RI Early Educator Investment Act (H-5158 / S-66): This bill has passed the full Senate and we are hopeful the House will pass the companion bill to require the state to set goals to increase compensation of early educators, many of whom are women of color making very low wages.
Paid Family Leave – Temporary Caregivers Insurance (H-5789 / S-436): An alternative bill has passed the senate (S-688) to extend the state’s paid family leave program from 4 weeks to 8 weeks without changing wage replacement rates On the House side, an amendment has been introduced to a similar alternate bill (H-6090) which would proposes to extend the state’s paid family leave program to 6 weeks without changing wage replacement rates. We are hopeful that the General Assembly will pass the Senate version of the bill (8 weeks) and we intend to continue fighting to increase our lowest-in-the-nation wage replacement rates for paid family leave so low-wage workers, many of whom are people of color, can afford to take paid leave when they have a new baby.
Perinatal Doula Services (H-5929 / S-484): This bill has passed the full Senate and we are hopeful the House will pass the companion bill to require commercial health insurance coverage of perinatal doula services.

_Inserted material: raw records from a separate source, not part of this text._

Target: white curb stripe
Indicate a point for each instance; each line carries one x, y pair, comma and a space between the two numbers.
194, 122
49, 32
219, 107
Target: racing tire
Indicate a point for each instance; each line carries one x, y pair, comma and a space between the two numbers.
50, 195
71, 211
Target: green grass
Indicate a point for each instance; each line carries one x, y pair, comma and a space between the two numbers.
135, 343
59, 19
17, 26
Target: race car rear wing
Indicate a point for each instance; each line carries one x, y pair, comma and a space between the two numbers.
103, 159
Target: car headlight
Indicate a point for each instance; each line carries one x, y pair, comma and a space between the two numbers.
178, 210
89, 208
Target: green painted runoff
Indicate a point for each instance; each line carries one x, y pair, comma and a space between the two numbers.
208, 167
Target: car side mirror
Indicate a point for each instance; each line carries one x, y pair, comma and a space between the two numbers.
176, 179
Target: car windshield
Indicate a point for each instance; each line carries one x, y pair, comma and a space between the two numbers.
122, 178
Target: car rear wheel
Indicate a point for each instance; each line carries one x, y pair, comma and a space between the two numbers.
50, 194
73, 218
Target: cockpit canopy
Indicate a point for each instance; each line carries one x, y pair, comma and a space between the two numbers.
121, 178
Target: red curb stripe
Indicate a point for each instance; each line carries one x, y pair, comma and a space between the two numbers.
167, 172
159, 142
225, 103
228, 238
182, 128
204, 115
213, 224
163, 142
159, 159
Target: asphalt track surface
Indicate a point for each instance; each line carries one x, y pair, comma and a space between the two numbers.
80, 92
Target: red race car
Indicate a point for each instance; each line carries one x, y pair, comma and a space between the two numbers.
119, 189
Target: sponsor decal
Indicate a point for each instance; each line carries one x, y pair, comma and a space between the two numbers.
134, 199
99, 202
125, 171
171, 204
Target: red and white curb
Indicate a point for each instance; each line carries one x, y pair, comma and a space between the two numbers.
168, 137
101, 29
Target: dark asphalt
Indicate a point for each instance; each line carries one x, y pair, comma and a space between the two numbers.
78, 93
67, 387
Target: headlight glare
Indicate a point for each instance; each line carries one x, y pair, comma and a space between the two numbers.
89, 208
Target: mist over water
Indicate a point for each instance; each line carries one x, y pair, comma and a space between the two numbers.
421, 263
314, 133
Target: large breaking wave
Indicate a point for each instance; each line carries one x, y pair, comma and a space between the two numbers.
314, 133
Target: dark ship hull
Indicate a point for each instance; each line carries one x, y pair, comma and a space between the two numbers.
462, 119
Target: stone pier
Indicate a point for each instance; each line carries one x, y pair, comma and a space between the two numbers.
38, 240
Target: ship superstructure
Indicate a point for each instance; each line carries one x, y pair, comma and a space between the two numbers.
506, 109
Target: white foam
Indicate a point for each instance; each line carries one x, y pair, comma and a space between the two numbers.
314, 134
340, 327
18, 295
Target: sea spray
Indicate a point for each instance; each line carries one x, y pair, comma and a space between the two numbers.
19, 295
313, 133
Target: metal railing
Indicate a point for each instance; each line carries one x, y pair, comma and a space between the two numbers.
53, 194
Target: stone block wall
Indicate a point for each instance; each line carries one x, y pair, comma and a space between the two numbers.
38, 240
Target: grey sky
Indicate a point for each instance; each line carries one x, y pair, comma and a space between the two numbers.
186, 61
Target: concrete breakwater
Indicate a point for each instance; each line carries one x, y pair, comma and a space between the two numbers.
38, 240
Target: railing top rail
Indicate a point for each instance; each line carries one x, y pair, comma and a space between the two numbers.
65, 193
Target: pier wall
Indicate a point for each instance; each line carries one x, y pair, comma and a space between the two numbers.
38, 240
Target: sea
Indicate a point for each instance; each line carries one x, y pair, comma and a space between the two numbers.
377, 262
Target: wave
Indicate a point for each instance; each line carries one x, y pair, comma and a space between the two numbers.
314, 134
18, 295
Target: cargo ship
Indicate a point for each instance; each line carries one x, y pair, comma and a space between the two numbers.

As noted above, Medicaid coverage for perinatal doula services is included in the state budget. About 50% of births in Rhode Island are covered by Medicaid.
Postpartum Medicaid Extension (H-6075, S-430): This bill has passed the full Senate and we are hopeful the House will pass the companion bill that extends Medicaid coverage for moms to 12 months postpartum (instead of 60 days) to provide consistent access to critical health care for new moms.